リクルートグループ入社後、求人領域において、営業、商品企画、審査、人事など幅広く担当し、 『タウンワーク』創刊などを経て、2014年4月より現職。全国求人情報協会常任委員、厚生労働省、経済産業省、文部科学省、東京商工会議所においても検討会委員等を務める。

デジタルを安易に考えすぎ

リクルートグループでは10年前から「トレンド予測発表会」という場を設け、企業や個人ユーザーの動向から見える社会変化をとらえ、流行や消費トレンドに関する良い兆しを、毎年年末に発信してきました。しかし今は、"世界中がコロナの真っ只中"にいます。「コレカラ会議」は、「トレンド予測発表会」における「社会における良い兆し」の発信から一段進化して、“より良い未来につなげる兆し”の発信へとシフトする、リクルートグループの新しい情報発信の形です。

そんなリクルートで宇佐川氏は長年、中小企業の人材採用・確保・活躍という分野に携わってきました。中小企業の中でも地方・サービス業の人材不足は、さまざまな境遇を持つ多様な人材を受け入れられないことが背景にあると語る。そうした課題を解決する一つの手法がDX化だといいます。

宇佐川:経営と情報に関するさまざまな研究を行う一般社団法人日本情報システム・ユーザー協会(JUAS)の2020年5月発表の調査では、「デジタル化の進展は既存ビジネスの優位性、永続性に影響を与えているか?」の質問に、2017年度~2019年度の3か年全てにおいて、9割以上の企業が「影響が出ている」「影響する可能性がある」と回答しています。

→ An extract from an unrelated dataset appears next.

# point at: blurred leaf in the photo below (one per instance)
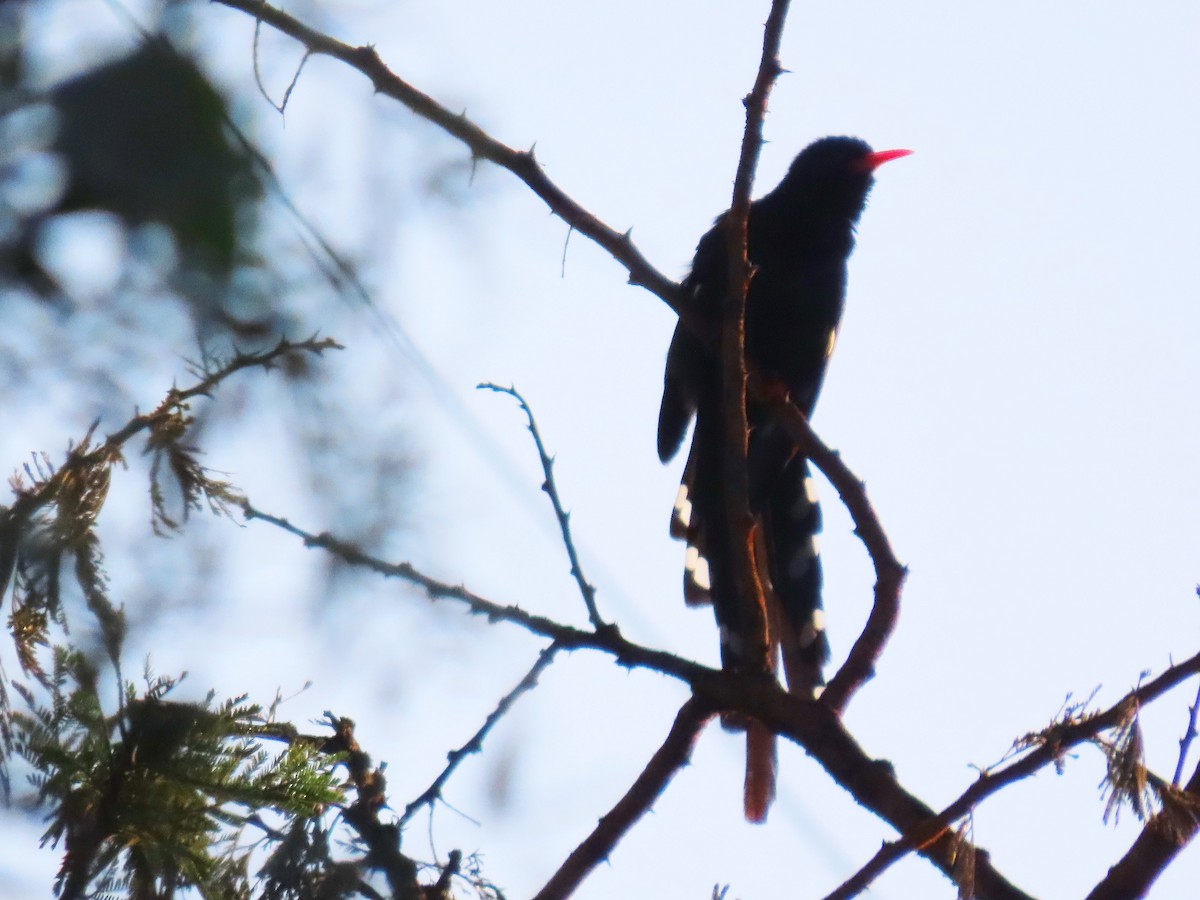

しかし、2019年の日経BP総合研究所イノベーションICTラボの「デジタル化実態調査」では、日本企業におけるDXの推進状況は「全く推進していない」という回答が61.6%でした。また、2021年6月のホットペッパーグルメ外食総研「飲食店経営者のDXに対する興味・関心と導入状況の実態調査」では、導入状況の割合が最も高かったキャッシュレス決済でも、「既に導入済み」・「導入を検討している」を合わせて半数程度にとどまっています。

飲食店における各デジタルツールの導入状況を見ても、コロナ禍で最も業務転換や感染防止対策の影響を受けていると考えられる飲食店のDX化すらあまり進んでいません。

DXを全く推進していない企業が6割も存在する日本。「アナログ/リアルをデジタル化するのがDX」、「アナログ/リアルとデジタルに上下関係がある」とよく言われますが、宇佐川氏はこうした意見に疑問を呈します。「日本のDX推進を妨げているのは、デジタルを安易に考えすぎている現状があるからではないか」と持論を展開しました。